After a medium-length wait in a medium-sized queue, and the usual acid verbal interchange with the lady who always tried to push to the front, claiming she’d just left to take a mobile call, I arrived at the glass fronted cash-desk. A bespectacled young lady, face reminiscent of an animated good-natured genial frog, was sitting before me. “Kali mera,” I beamed in answer to her smile.
I had three bills, two for payment, the third a rebate of E20.50. The first two went smoothly, but the third induced a frown and the payment process ground to a halt. “I have to return money, here,” she gravely announced. “Don’t bother returning,” I replied, “just deduct it from the other bills.”
“Oh, I can’t do that. I must actually put the money in your hand. That means you must get the bill counterchecked by the section chief.” Realising I was not going to get anywhere, or even cut through this reptilian grin, I just asked: “OK, where is the section chief?” The girl pointed with a lazy wave of her hand.

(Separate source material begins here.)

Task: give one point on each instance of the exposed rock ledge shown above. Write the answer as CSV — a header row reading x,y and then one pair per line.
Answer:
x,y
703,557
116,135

So, round the end of the queue I went, up past the first sales desk, round the next one, and there she was: a rather pretty young lady section chief in her mid 20s. After a moment she looked up and, in between her latest call (to her mother, I understood), she took the bill, looked at it, carefully scrawled the letters ‘OK’ and handed it back. Only then did I notice she was actually sitting right behind the ‘beaming frog,’ at a right-angle to her. I hadn’t really needed to take that meandering walk, the document could have been passed from hand to hand!
However, I silently made my way back, waited behind the person currently being served, and then presented the signed paper. “ You know, you could have just handed it to her,” I said in a rather exasperated voice and pointing at the section chief. “Oh, no, I couldn’t,” ‘froggy’ quickly and earnestly replied, “she’s a different department!”

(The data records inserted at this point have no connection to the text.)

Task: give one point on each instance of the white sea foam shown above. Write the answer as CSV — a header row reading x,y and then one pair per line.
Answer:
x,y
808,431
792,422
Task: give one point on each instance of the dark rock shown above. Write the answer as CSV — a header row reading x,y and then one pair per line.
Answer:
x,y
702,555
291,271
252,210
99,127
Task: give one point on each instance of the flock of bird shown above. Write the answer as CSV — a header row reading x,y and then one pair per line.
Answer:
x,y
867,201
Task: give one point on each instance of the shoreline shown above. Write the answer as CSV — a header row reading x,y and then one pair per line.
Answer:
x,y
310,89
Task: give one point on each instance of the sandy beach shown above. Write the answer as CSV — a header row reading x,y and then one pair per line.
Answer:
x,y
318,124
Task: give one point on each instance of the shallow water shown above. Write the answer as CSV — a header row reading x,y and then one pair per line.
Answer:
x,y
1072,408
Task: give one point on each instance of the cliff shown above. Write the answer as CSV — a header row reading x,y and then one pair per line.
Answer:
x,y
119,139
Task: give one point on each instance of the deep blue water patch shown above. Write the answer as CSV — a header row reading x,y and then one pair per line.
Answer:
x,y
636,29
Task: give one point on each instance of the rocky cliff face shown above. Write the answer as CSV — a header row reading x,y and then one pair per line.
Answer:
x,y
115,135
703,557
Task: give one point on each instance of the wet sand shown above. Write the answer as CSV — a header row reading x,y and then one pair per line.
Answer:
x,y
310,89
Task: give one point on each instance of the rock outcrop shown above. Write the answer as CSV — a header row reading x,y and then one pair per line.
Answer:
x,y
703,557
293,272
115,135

“Now,” she continued, never losing that irritating grin for even an instant, “write your name in capitals underneath your name on the bill and then sign that it really is your name. Then give me your ID so I can check it .”
“Would you like the name in Greek, English or, perhaps, Chinese in honour of the Olympics,” I muttered sarcastically. “Oh, anything you like,” was the airy reply.
Taking the refund slip in one hand, she gave me the money with the other. Then she continued processing the other bills and handed back the receipts. I checked them, but found the refund one missing. “Where is my other bill? “ I asked. “I need something to prove I paid it.”
“But you didn’t pay it, OTE paid it. You got a refund.”
For a moment I wondered at her choice of semantics – how a returned overpayment had become a fiscal present from OTE. “But I still need a receipt to show the time period it covered and the overpayment before that,” I answered patiently.
For a while we argued, then she increased the strength of her beaming smile. “I can give you a photocopy” she said sweetly. “Will that do?”
“Thank you,” I replied and, after a deep breath, gave her the mouthful I had been carefully rehearsing in my mind.
“Congratulations, dear lady, on having been able not only to learn the book of bureaucracy, but also to entirely swallow the hard edges of the cover!”
Her grin dropped. For the first time she looked puzzled and slightly frowned, while the entire queue, who had been intently following our conversation, erupted into laughter.
“Goodbye,” I said, “ and once again thank you.”
I turned and left, and didn’t even hear a solitary croak from the once beaming young lady. “Frogs don’t only smile in the Rema (our local stream),” I thought, “OTE’s adopted them as well!”
(Posted 25 February 2009. Previously published in ELT News, September 2008.)